Import_asset_csv_to_matrix.php importing content with special characters throwing errors


(Nic Hubbard) #1

When importing content using the import_asset_csv_to_matrix.php script it works great until it reaches data in the .csv that contains a special character, such as £. It doesn't seem to be an easy task to replace all special characters since there could be other languages within the imported data.

 

Here is the error I am getting:

Fatal error: Uncaught exception 'Exception' with message: 'Cannot set metadata field #9224 to "Third US OK for Regeneron?s Eylea" for asset ID #9326 in context #0, DB error while inserting new values: "SQLSTATE[22021]: Character not in repertoire: 7 ERROR:  invalid byte sequence for encoding "UTF8": 0xcd73" [SYS0339]' in [SYSTEM_ROOT]/core/include/metadata_manager.inc(1128): setMetadata('9326...', Array)
#1 [SYSTEM_ROOT]/scripts/import/import_asset_csv_to_matrix.php(539): editMetadata(Object(News_Item), Array, Array, '9210...')
#2 [SYSTEM_ROOT]/scripts/import/import_asset_csv_to_matrix.php(312): createAsset(Array, 'news_item', Object(Folder), '9210...', Array, Array)
#3 [SYSTEM_ROOT]/scripts/import/import_asset_csv_to_matrix.php(757): importAssets('data-import.csv', 'news_item', '9209...', '9210...', Array, Array, false, '', '', Array)

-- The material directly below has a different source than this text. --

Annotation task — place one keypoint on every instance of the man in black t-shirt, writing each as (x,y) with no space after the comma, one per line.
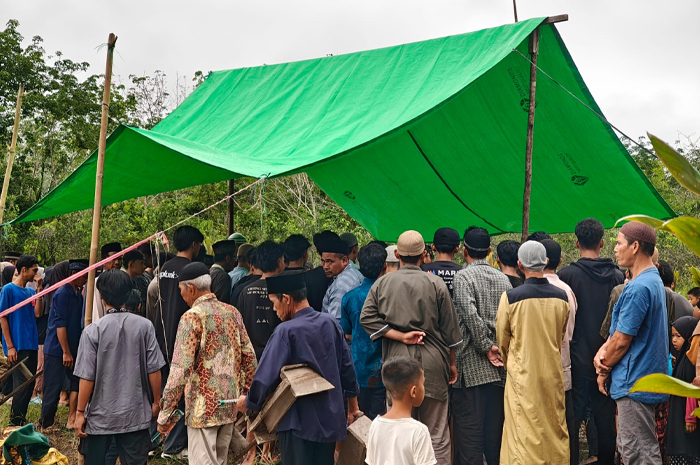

Since the DB encoding is UTF8, is there any way around this issue? Or are we going to have to replace all special characters in the data with their HTML entities? Shouldn't the script be doing this?


(Marcus Fong) #2

The DB seems to be complaining that you have a non-UTF8 character in your input. What character is the question mark in "Third US OK for Regeneron?s Eylea"? I'm not having much luck searching for 0xcd73 - all I can find is references to a Korean character, which doesn't seem to quite match the surrounding text...

 

I believe we generally use "iconv" to perform character set conversion (for example, in the system_integrity_fix_char_encoding script) but it requires both the input and output encodings to be specified, so the import scripts don't attempt any kind of autoconversion.

 

If you do know what the source encoding is (since in this case your target would be UTF-8) then you could try running the "iconv" command-line utility directly on a copy of your CSV file and retrying the import. Although if you have a mix of different character encodings in your input, then that could be tricky - I'm not sure there's an easy solution in that case.


(Nic Hubbard) #3

The DB seems to be complaining that you have a non-UTF8 character in your input. What character is the question mark in "Third US OK for Regeneron?s Eylea"? I'm not having much luck searching for 0xcd73 - all I can find is references to a Korean character, which doesn't seem to quite match the surrounding text...

 

The text is: Third US OK for RegeneronÍs Eylea

 

The strange thing is, like I mentioned, that the pound sign, £ threw the same error. But I did a find and replace to replace it with its HTML entity. Strange that UTF8 isn't taking these characters.


(Nic Hubbard) #4

The DB seems to be complaining that you have a non-UTF8 character in your input. What character is the question mark in "Third US OK for Regeneron?s Eylea"? I'm not having much luck searching for 0xcd73 - all I can find is references to a Korean character, which doesn't seem to quite match the surrounding text...

 

I figured out the issue. It was Mac Excel again. It wasn't saving the .csv as UTF8. Had to use TextEdit to change the encoding. 


(Marcus Fong) #5

It is odd - you can see in the script that the underlying byte sequence is apparently "0xcd73", which isn't a UTF8 character...

 

...hmm, that's interesting, though. The UTF8 sequence is totally different (0xc38d), but that character is "0x00cd" in UTF16: http://www.fileformat.info/info/unicode/char/00cd/index.htm

 

I wonder if you've got UTF16 in there rather than UTF8, and the leading 0x00 is being interpreted as a UTF8 null character? 0x73 is the ASCII/UTF8 lowercase "s", so if the relevant bytes were:

 

00 cd 73

 

then that would make sense. What do you get if you run:

 

iconv -f UTF-16 -t UTF-8 filename.csv > filename_utf8.csv

 

and try importing that?


(Marcus Fong) #6

Oops - I got pulled away to look at something else in the middle of writing that post, and didn't see your reply until afterwards. Glad you sorted it out!